The number of work-groups can be computed as:


  • (Wx, Wy) = (ceil(Gx / Sx), ceil(Gy / Sy))

Given a global ID and the work-group size, the work-group ID for a work-item is computed as:


  • (wx, wy) = ( (gx - sx - Fx) / Sx, (gy - sy - Fy) / Sy )

Figure 3. An example of an NDRange index space showing work-items, their global IDs and their mapping onto the pair of work-group and local IDs. In this case, we assume that in each dimension, the size of the work-group evenly divides the global NDRange size (i.e. all work-groups have the same size) and that the offset is equal to zero.


Within a work-group work-items may be divided into sub-groups. The mapping of work-items to sub-groups is implementation-defined and may be queried at runtime. While sub-groups may be used in multi-dimensional work-groups, each sub-group is 1-dimensional and any given work-item may query which sub-group it is a member of.

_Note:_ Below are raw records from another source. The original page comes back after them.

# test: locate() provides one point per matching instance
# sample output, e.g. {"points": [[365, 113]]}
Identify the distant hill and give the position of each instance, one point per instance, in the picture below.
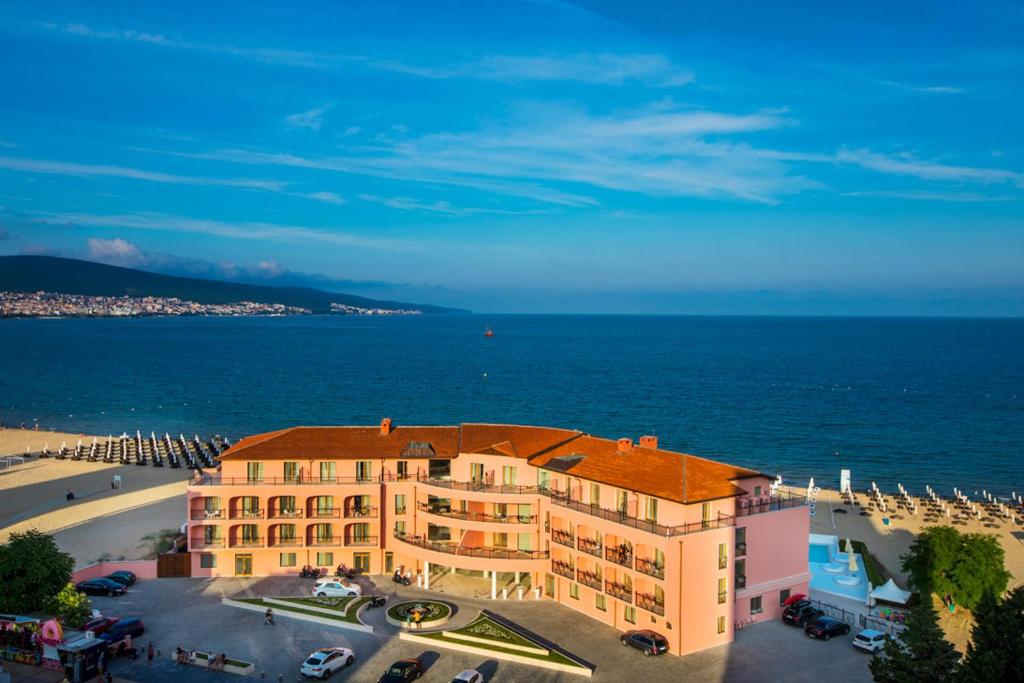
{"points": [[68, 275]]}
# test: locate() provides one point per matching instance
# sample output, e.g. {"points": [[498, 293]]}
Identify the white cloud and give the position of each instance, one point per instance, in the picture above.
{"points": [[239, 230], [313, 119]]}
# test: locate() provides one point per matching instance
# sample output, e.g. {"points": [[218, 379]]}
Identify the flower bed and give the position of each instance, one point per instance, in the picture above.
{"points": [[432, 613]]}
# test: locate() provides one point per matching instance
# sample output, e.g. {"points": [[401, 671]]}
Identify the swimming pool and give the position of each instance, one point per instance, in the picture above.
{"points": [[816, 553]]}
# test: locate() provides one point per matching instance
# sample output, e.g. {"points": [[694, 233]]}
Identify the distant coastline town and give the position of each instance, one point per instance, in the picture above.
{"points": [[51, 304]]}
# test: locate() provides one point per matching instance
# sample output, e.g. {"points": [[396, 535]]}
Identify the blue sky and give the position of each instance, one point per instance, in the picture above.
{"points": [[535, 156]]}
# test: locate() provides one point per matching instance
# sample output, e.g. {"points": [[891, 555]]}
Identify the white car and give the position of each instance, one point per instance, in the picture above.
{"points": [[869, 640], [337, 588], [327, 660]]}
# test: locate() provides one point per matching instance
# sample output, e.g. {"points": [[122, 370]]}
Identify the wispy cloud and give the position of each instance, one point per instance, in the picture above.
{"points": [[926, 196], [313, 119], [238, 230], [927, 170]]}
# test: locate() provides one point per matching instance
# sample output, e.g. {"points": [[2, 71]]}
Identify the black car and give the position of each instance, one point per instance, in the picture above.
{"points": [[127, 627], [801, 612], [123, 578], [402, 670], [825, 628], [647, 642], [101, 587]]}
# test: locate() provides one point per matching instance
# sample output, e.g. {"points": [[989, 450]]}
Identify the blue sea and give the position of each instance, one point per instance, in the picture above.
{"points": [[937, 401]]}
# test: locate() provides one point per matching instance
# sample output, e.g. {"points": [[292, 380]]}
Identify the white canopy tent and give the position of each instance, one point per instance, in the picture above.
{"points": [[890, 592]]}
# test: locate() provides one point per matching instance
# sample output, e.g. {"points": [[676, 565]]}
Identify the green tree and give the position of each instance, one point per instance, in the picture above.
{"points": [[73, 607], [996, 650], [922, 654], [33, 569], [978, 569]]}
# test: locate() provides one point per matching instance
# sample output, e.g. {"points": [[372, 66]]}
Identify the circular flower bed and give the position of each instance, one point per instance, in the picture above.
{"points": [[419, 613]]}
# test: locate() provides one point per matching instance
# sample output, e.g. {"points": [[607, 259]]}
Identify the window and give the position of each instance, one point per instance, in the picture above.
{"points": [[650, 510], [756, 607], [360, 561], [364, 470]]}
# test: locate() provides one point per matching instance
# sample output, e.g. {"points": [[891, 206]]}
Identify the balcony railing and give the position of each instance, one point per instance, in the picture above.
{"points": [[285, 514], [489, 552], [563, 568], [563, 538], [650, 567], [367, 511], [626, 519], [589, 546], [324, 513], [621, 591], [361, 541], [589, 579], [476, 516], [779, 501], [619, 555], [650, 603], [325, 541], [247, 514]]}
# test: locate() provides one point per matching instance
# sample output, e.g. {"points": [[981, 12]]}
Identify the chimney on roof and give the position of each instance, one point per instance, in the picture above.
{"points": [[648, 441]]}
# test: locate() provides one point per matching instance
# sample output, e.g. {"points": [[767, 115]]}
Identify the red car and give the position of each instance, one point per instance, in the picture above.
{"points": [[100, 624]]}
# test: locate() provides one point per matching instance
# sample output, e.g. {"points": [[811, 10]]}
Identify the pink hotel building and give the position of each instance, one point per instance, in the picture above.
{"points": [[628, 534]]}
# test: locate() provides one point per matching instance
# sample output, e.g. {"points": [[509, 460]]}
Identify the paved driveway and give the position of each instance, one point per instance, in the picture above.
{"points": [[187, 612]]}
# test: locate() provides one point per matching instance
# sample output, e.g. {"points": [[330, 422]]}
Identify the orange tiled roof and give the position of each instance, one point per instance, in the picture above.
{"points": [[347, 443]]}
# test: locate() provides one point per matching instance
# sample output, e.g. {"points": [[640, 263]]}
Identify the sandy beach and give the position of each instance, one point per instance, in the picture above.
{"points": [[100, 521]]}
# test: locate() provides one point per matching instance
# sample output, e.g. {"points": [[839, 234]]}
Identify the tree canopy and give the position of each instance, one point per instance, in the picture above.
{"points": [[33, 570]]}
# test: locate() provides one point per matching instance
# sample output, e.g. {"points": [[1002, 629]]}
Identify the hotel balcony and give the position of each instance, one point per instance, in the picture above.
{"points": [[626, 519], [650, 603], [563, 538], [590, 546], [622, 591], [563, 568], [650, 567], [484, 552], [591, 579], [445, 511]]}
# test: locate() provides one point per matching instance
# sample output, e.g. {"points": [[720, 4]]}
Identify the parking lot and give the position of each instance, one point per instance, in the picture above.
{"points": [[188, 612]]}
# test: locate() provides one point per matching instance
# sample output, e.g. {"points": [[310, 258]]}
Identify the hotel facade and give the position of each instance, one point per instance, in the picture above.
{"points": [[626, 532]]}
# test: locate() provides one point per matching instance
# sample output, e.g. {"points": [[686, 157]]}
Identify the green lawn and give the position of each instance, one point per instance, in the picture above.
{"points": [[349, 616]]}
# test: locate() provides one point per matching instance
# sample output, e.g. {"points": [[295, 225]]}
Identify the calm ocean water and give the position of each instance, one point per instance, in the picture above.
{"points": [[937, 401]]}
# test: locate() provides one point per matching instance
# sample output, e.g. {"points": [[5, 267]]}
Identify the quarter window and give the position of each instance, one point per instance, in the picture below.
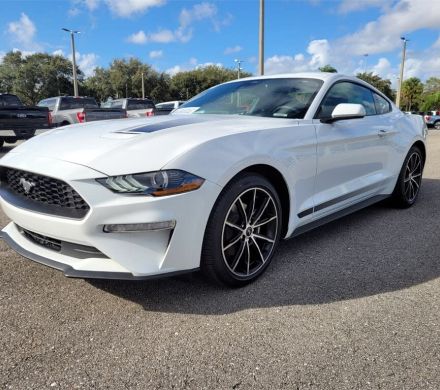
{"points": [[346, 92], [382, 105]]}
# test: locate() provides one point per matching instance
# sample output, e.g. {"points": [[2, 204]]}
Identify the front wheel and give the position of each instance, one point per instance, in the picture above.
{"points": [[243, 231], [410, 179]]}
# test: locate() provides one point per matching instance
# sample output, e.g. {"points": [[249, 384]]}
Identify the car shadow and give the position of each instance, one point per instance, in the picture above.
{"points": [[374, 251]]}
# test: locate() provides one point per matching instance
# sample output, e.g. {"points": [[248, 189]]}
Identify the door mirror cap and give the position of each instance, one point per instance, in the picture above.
{"points": [[346, 111]]}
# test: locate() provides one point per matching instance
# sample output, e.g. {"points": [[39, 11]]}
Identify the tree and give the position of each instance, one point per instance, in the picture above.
{"points": [[36, 76], [430, 102], [187, 84], [383, 85], [412, 90], [328, 68], [432, 85]]}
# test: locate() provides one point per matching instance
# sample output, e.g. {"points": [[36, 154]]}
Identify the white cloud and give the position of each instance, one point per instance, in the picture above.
{"points": [[161, 36], [184, 32], [86, 62], [347, 6], [175, 69], [73, 12], [384, 34], [156, 54], [91, 4], [24, 53], [232, 50], [23, 31], [285, 64], [59, 52], [319, 50], [127, 8]]}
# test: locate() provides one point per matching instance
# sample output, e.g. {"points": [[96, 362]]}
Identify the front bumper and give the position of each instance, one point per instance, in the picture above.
{"points": [[135, 255]]}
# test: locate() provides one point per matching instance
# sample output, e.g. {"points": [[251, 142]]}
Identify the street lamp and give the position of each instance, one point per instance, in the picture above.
{"points": [[239, 68], [402, 66], [75, 80], [261, 40], [366, 58]]}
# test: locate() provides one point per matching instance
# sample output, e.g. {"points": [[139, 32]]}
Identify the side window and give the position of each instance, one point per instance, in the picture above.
{"points": [[382, 105], [116, 104], [346, 92]]}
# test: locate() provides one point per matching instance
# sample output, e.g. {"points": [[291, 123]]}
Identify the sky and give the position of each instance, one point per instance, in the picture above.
{"points": [[176, 35]]}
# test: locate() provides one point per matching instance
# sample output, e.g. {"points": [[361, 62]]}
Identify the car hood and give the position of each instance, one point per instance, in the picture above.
{"points": [[122, 146]]}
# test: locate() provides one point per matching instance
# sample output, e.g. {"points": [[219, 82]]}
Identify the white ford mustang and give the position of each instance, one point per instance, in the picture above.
{"points": [[213, 186]]}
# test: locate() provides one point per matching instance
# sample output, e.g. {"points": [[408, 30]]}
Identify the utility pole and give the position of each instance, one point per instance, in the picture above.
{"points": [[239, 68], [261, 40], [402, 66], [75, 79]]}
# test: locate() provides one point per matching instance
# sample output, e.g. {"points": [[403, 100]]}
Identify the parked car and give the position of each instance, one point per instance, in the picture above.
{"points": [[67, 110], [250, 162], [432, 119], [18, 121], [135, 107], [167, 107]]}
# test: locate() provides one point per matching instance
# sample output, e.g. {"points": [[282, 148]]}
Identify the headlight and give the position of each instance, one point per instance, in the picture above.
{"points": [[158, 183]]}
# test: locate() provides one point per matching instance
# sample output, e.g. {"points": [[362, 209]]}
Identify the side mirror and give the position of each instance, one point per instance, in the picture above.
{"points": [[346, 111]]}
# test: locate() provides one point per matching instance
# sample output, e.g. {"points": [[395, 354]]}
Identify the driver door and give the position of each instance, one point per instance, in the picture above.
{"points": [[351, 154]]}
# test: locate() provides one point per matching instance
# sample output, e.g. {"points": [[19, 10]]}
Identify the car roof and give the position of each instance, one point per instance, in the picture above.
{"points": [[324, 76]]}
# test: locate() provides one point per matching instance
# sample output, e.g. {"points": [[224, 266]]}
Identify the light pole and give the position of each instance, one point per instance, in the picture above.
{"points": [[402, 66], [239, 68], [261, 40], [75, 79]]}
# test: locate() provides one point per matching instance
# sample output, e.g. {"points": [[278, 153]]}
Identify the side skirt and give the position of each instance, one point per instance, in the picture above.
{"points": [[337, 215]]}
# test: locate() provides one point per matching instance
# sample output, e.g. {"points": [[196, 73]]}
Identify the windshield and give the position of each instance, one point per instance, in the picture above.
{"points": [[276, 98]]}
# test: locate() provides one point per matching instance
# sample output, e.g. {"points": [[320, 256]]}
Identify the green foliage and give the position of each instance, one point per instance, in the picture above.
{"points": [[412, 90], [430, 102], [328, 68], [383, 85], [187, 84], [36, 76], [432, 85]]}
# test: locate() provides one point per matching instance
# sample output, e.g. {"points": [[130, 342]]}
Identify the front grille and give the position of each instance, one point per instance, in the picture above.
{"points": [[53, 196]]}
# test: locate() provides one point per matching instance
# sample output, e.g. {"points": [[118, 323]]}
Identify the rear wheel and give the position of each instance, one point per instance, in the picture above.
{"points": [[410, 179], [243, 231]]}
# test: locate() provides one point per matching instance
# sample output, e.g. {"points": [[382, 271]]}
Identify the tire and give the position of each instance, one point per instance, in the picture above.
{"points": [[243, 231], [408, 184]]}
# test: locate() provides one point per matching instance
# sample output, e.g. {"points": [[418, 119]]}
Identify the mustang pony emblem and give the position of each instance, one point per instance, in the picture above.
{"points": [[27, 185]]}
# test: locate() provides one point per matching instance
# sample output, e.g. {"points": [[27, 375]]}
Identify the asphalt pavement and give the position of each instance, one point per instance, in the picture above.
{"points": [[352, 305]]}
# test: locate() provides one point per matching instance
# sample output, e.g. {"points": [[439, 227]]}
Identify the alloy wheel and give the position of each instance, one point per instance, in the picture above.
{"points": [[249, 232], [413, 177]]}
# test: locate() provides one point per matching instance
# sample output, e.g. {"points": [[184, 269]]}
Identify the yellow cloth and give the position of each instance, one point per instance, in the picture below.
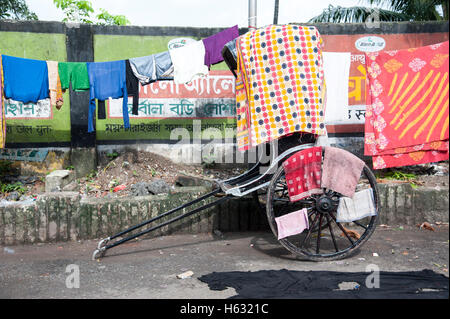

Sub-groups are missing before version 2.1.


Work-items are mapped into sub-groups through a combination of compile-time decisions and the parameters of the dispatch. The mapping to sub-groups is invariant for the duration of a kernels execution, across dispatches of a given kernel with the same work-group dimensions, between dispatches and query operations consistent with the dispatch parameterization, and from one work-group to another within the dispatch (excluding the trailing edge work-groups in the presence of non-uniform work-group sizes). In addition, all sub-groups within a work-group will be the same size, apart from the sub-group with the maximum index which may be smaller if the size of the work-group is not evenly divisible by the size of the sub-groups.


In the degenerate case, a single sub-group must be supported for each work-group. In this situation all sub-group scope functions are equivalent to their work-group level equivalents.